Upgrading large & complex sites

Feb 25, 2010

Upgrading Drupal websites from one major version to the next is painful. Most people solve the problem by sticking with the old version, and I've seen a lot of people give up after trying for many days. I've myself done a good amount of (successful) upgrades from Drupal 5 to Drupal 6 in the past year and decided to share my experience and hopefully help some people get through with it. My presentation Upgrading Drupal takes a look at what issues make those upgrades so damn problematic and what solutions we can implement to solve them. I'll be giving the presentation for the third time at DrupalCamp Spain this coming week-end, and I proposed it as a session for DrupalCon SF (please vote!).

The two main problems with upgrades are complexity and time: a lot of operations need to be performed in a specific order within a short period of time to minimize downtime. Any solution that addresses these two problems will need to be automated, and the best way to do this that I found involved a VCS, drush and some minimal shell scripting. The presentation is about the WHY's, and this article is about the HOW's, with more implementation details that wouldn't fit well in a presentation.


You will need to have your code stored in a VCS. All common ones (svn, git, bzr, etc) should work, which one you choose is up to you (note that some commands differ between each VCS, so you might need to adapt the script below). Import the existing code and create a branch called drupal5 or whatever is meaningful to you. Put your code for the new Drupal version in trunk.

You need to have drush installed on your system.

A database dump of the production site should be in a file like mysitedb-2010-02-23.sql. Your files directory is also updated with a copy from the production server (rsync is useful to do that).

Finally, the user account that you use to run the script should have all permissions on the database. This is one more reason why you should only run this script in a development environment.

The Script:

And now, the script. This would go in an executable script file in the main directory of your Drupal project. Of course you will need to update it to match your project.

#! /bin/bash

Make sure we start with the code from the old branch.

svn switch -q svn://myrepository/branches/drupal5 .

Reset the database.

mysqladmin drop mysitedb mysqladmin create mysitedb mysql mysitedb < mysitedb.sql

Clear caches and the session table to speed up the execution of the updates.

drush cache clear drush sql query "TRUNCATE TABLE {sessions}"

Run any remaining pending updates for the old branch.

drush updatedb

Disable contrib modules.

# This list can be generated with: drush statusmodules –pipe drush disable admin_menu bio cck filefield token

Switch to the new Drupal version.

svn switch -q svn://myrepository/trunk . # Remove contrib modules to make sure we only run core updates first. rm -r sites/all/modules drush updatedb

Restore contrib modules.

svn up sites/all/modules

Re-enable them (the list is based on the one above, updated for the modules available in the new version).

drush enable admin_menu content_profile cck filefield token drush updatedb

Sometimes some things need to be updated.

drush cache clear </code>

Because the script first resets your environment with the old database and code, you can run it as many times as you want. After executing the script, your local site should be the new version of your site. When you are ready you can take your site offline, copy the database and files directory to your development environment, run the script, and copy your new site to the production server and put it back online.

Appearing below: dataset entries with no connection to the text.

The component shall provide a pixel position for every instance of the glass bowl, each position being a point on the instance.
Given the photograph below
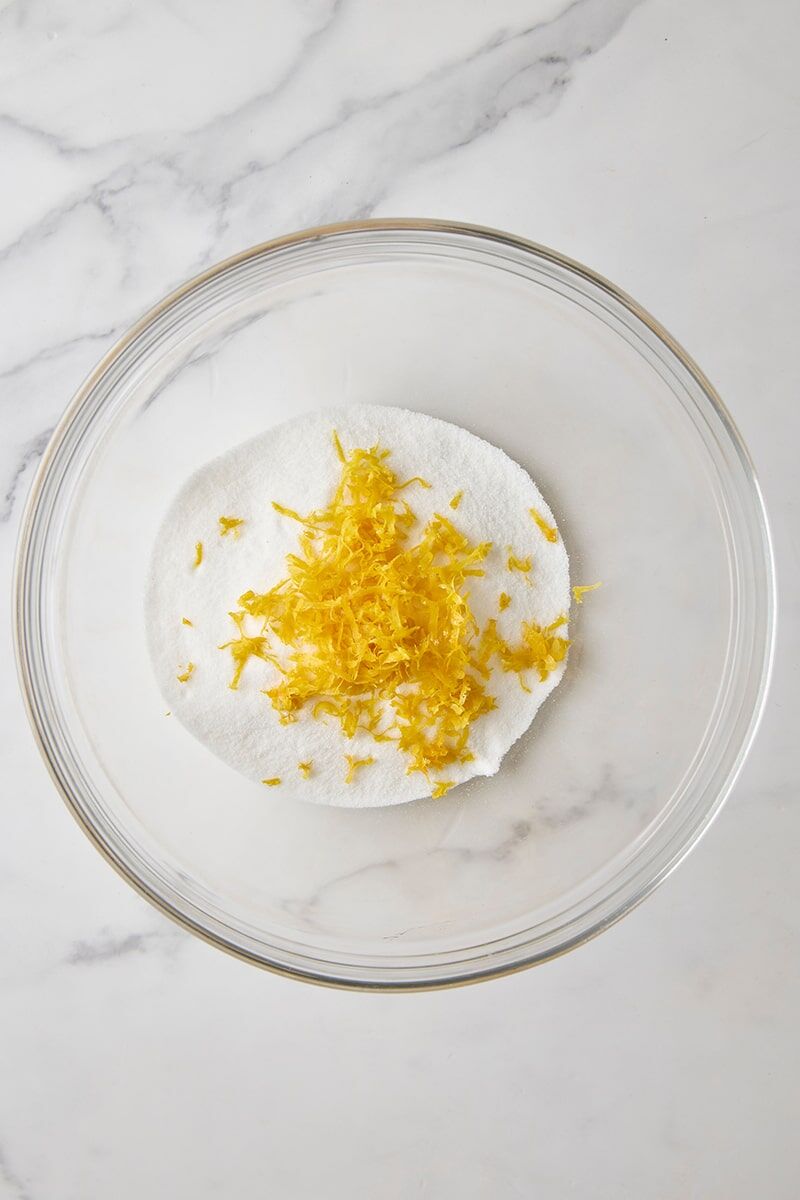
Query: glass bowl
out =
(653, 490)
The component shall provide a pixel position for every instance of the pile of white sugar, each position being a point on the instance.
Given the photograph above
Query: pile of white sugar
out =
(298, 466)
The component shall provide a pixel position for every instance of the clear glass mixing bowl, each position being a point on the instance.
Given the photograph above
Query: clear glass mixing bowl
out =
(654, 492)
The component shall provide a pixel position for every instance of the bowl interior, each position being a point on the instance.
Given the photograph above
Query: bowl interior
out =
(623, 765)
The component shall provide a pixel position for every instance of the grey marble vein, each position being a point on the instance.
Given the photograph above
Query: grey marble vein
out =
(31, 453)
(108, 947)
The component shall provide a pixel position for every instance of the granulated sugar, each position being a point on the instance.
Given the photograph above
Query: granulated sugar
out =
(298, 466)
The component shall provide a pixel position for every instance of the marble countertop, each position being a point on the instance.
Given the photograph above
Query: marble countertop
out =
(656, 142)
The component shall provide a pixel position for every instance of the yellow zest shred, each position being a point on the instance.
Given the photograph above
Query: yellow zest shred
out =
(518, 564)
(230, 525)
(354, 765)
(581, 589)
(548, 531)
(541, 649)
(378, 630)
(244, 648)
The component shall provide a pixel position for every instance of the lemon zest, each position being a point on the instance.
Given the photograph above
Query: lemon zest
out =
(378, 630)
(581, 589)
(244, 648)
(541, 649)
(549, 532)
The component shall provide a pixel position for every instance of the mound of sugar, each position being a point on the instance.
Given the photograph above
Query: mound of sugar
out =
(296, 465)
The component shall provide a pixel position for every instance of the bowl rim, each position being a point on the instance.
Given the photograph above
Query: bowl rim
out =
(621, 906)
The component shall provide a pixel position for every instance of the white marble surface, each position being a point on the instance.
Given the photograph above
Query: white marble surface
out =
(656, 142)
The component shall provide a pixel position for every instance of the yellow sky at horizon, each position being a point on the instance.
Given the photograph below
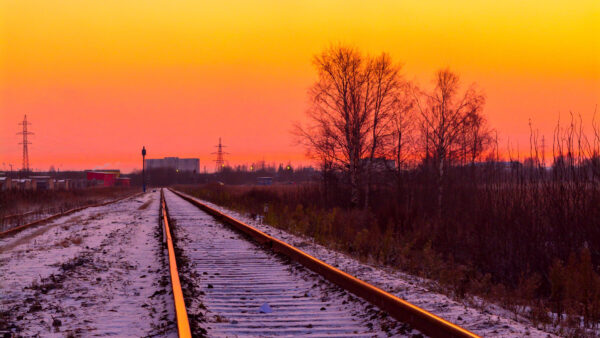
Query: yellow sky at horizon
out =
(107, 77)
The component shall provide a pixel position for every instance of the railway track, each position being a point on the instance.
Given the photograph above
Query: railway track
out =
(269, 289)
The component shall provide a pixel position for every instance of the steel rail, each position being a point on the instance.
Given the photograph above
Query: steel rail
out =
(400, 309)
(61, 214)
(183, 325)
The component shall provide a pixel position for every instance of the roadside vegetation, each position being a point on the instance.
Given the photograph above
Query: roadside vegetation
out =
(20, 206)
(453, 206)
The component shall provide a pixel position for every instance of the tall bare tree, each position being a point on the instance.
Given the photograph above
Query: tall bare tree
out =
(351, 112)
(446, 115)
(382, 96)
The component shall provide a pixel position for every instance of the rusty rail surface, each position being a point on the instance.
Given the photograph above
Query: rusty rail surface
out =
(61, 214)
(400, 309)
(183, 325)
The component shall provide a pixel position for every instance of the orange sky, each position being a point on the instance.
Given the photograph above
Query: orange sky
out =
(99, 79)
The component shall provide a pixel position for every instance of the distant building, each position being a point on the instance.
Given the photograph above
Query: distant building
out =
(107, 178)
(179, 164)
(5, 183)
(264, 181)
(43, 182)
(380, 164)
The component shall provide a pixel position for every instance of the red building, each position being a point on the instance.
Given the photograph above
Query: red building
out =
(107, 178)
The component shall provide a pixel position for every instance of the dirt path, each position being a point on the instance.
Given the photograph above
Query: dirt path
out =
(100, 271)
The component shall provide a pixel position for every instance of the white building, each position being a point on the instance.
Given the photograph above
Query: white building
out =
(180, 164)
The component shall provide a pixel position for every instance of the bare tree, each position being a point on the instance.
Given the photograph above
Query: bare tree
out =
(400, 143)
(381, 101)
(352, 112)
(445, 117)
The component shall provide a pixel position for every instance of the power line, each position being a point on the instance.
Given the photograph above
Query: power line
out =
(220, 160)
(25, 143)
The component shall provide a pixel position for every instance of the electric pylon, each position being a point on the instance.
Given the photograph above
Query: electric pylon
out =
(25, 143)
(220, 161)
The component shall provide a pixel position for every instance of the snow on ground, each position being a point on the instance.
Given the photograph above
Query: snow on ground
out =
(487, 320)
(239, 289)
(100, 271)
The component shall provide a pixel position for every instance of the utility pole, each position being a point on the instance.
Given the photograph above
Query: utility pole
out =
(144, 168)
(220, 161)
(25, 143)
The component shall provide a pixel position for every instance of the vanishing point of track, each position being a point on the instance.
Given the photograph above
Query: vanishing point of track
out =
(265, 290)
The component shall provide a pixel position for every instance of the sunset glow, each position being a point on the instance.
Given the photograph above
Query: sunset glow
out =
(100, 79)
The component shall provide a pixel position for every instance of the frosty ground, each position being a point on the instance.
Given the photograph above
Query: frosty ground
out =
(482, 318)
(100, 271)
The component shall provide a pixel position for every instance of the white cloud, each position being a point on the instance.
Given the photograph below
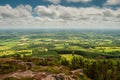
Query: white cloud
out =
(112, 2)
(75, 1)
(20, 11)
(59, 16)
(54, 1)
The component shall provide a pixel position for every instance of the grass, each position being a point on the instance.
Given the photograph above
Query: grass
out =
(68, 56)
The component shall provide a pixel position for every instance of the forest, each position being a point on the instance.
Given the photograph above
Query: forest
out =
(65, 54)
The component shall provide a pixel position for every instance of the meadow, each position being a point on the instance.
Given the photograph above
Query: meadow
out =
(96, 52)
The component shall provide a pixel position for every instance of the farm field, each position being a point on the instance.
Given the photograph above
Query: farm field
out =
(102, 43)
(83, 54)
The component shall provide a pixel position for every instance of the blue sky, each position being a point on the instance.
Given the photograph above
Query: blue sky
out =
(34, 3)
(60, 14)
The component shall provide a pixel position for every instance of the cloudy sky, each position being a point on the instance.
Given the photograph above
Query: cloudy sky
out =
(88, 14)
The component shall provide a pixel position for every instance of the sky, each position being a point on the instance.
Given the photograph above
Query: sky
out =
(83, 14)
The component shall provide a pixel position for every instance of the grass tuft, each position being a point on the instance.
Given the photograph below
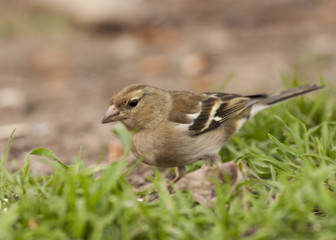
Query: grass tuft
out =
(289, 193)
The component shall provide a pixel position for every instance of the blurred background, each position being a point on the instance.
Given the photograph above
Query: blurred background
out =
(60, 61)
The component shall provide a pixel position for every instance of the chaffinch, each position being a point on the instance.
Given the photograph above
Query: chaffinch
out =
(177, 128)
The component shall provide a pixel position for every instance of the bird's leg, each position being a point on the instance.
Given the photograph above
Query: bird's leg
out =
(180, 172)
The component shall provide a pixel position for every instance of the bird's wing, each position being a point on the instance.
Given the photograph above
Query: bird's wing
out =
(200, 113)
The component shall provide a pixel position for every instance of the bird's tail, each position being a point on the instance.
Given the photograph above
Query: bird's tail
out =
(267, 100)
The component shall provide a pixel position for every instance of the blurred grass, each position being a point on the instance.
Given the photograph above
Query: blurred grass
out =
(289, 194)
(16, 20)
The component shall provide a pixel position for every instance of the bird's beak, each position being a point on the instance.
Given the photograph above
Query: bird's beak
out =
(112, 115)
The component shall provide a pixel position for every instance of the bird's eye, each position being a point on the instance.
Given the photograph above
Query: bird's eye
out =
(133, 103)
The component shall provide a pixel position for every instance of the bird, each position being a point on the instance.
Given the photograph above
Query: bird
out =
(176, 128)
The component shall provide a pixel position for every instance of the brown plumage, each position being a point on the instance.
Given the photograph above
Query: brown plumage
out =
(176, 128)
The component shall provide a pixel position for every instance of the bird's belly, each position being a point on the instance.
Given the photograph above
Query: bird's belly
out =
(169, 150)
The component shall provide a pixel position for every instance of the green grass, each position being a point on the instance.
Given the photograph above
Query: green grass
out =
(290, 152)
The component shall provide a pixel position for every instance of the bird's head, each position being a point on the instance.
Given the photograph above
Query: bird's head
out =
(138, 106)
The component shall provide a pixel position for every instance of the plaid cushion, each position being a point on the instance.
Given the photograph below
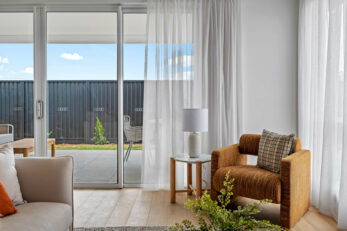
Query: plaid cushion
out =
(272, 148)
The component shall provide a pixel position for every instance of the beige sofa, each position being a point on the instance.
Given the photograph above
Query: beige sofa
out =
(46, 184)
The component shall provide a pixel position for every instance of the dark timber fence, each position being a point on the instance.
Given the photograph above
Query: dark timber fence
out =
(72, 107)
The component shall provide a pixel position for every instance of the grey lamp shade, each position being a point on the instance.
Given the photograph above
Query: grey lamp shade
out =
(195, 120)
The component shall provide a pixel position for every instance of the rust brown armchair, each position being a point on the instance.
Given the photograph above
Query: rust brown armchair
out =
(290, 188)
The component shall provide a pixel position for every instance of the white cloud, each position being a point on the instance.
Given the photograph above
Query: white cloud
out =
(3, 60)
(73, 56)
(28, 70)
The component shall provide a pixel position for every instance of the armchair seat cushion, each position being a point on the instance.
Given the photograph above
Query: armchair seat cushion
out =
(39, 216)
(251, 181)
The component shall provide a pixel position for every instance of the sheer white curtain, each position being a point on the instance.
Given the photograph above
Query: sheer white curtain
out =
(323, 101)
(192, 61)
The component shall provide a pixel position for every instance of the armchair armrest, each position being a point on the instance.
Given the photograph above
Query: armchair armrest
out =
(295, 187)
(224, 157)
(46, 179)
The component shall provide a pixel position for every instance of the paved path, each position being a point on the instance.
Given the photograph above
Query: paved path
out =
(100, 166)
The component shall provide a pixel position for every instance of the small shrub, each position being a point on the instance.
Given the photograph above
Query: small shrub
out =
(99, 131)
(214, 216)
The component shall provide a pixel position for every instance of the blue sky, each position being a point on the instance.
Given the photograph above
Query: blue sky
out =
(86, 61)
(73, 61)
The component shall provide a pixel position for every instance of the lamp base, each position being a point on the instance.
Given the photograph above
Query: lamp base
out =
(194, 145)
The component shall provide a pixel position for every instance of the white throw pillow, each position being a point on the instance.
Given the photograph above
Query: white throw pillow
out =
(8, 174)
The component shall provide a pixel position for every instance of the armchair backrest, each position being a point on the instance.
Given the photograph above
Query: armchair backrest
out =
(249, 144)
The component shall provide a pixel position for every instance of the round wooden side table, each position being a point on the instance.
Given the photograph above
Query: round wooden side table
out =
(203, 158)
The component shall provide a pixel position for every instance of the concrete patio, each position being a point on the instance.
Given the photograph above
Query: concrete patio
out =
(100, 166)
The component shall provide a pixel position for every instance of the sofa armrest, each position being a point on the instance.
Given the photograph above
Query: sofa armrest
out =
(46, 179)
(295, 187)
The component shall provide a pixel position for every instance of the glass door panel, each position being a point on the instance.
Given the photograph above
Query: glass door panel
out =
(16, 77)
(82, 92)
(134, 70)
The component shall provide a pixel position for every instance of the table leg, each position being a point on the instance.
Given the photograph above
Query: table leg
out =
(172, 180)
(189, 178)
(53, 150)
(198, 179)
(26, 153)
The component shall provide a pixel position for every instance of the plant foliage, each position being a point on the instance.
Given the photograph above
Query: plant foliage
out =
(99, 137)
(215, 216)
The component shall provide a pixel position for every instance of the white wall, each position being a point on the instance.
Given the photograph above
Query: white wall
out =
(269, 65)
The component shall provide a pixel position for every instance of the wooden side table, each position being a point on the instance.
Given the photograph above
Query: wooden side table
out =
(204, 158)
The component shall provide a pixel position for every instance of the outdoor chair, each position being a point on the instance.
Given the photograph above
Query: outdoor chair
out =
(6, 133)
(133, 134)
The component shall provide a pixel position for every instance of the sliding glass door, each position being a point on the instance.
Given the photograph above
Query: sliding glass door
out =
(62, 85)
(16, 77)
(82, 93)
(134, 72)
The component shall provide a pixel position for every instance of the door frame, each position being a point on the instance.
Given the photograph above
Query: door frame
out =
(40, 70)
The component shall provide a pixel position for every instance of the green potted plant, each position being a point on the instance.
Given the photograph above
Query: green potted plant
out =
(99, 137)
(215, 215)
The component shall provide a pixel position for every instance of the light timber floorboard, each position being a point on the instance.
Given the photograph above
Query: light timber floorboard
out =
(138, 207)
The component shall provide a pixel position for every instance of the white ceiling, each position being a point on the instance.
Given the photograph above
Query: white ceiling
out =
(73, 28)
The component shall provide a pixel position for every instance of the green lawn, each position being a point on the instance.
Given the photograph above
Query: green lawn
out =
(94, 147)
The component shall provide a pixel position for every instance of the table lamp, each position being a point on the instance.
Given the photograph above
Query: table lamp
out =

  • When debugging such a script, it's helpful to have a transcript. You can get that by running the script using script -C upgrade.sh.
  • It generally helps to have a symlink from /usr/bin/drush to the drush executable, this will make sure that the drush command is available in shell scripts too.
  • Don't leave code from the old Drupal version with your new code, this can sometimes lead to nasty and unexpected bugs.
  • The order in which updates are executed matters, but Drupal is not always very smart in the way it orders the updates. drush updatedb also updates all existing modules no matter whether they are enabled or not, so if you want to keep modules from being updated at a certain point in the script just remove the module's files.
  • Some structures such as views and panels require some manual steps during the upgrade. Rather than upgrading them during the script, export them to code in your new branch using the features module. Once all your updated views are exported, you can get rid of the old ones by using drush uninstall views right after drush disable ... in your script.
  • In your custom update hooks, you might need to work with structures that don't have a proper api, like menus and blocks. The install profile API has a lot of helper function that make it easier to deal with these structures.

Last but not least, if you've been confronted with upgrading Drupal websites and have found other solutions, I would really like to hear about them.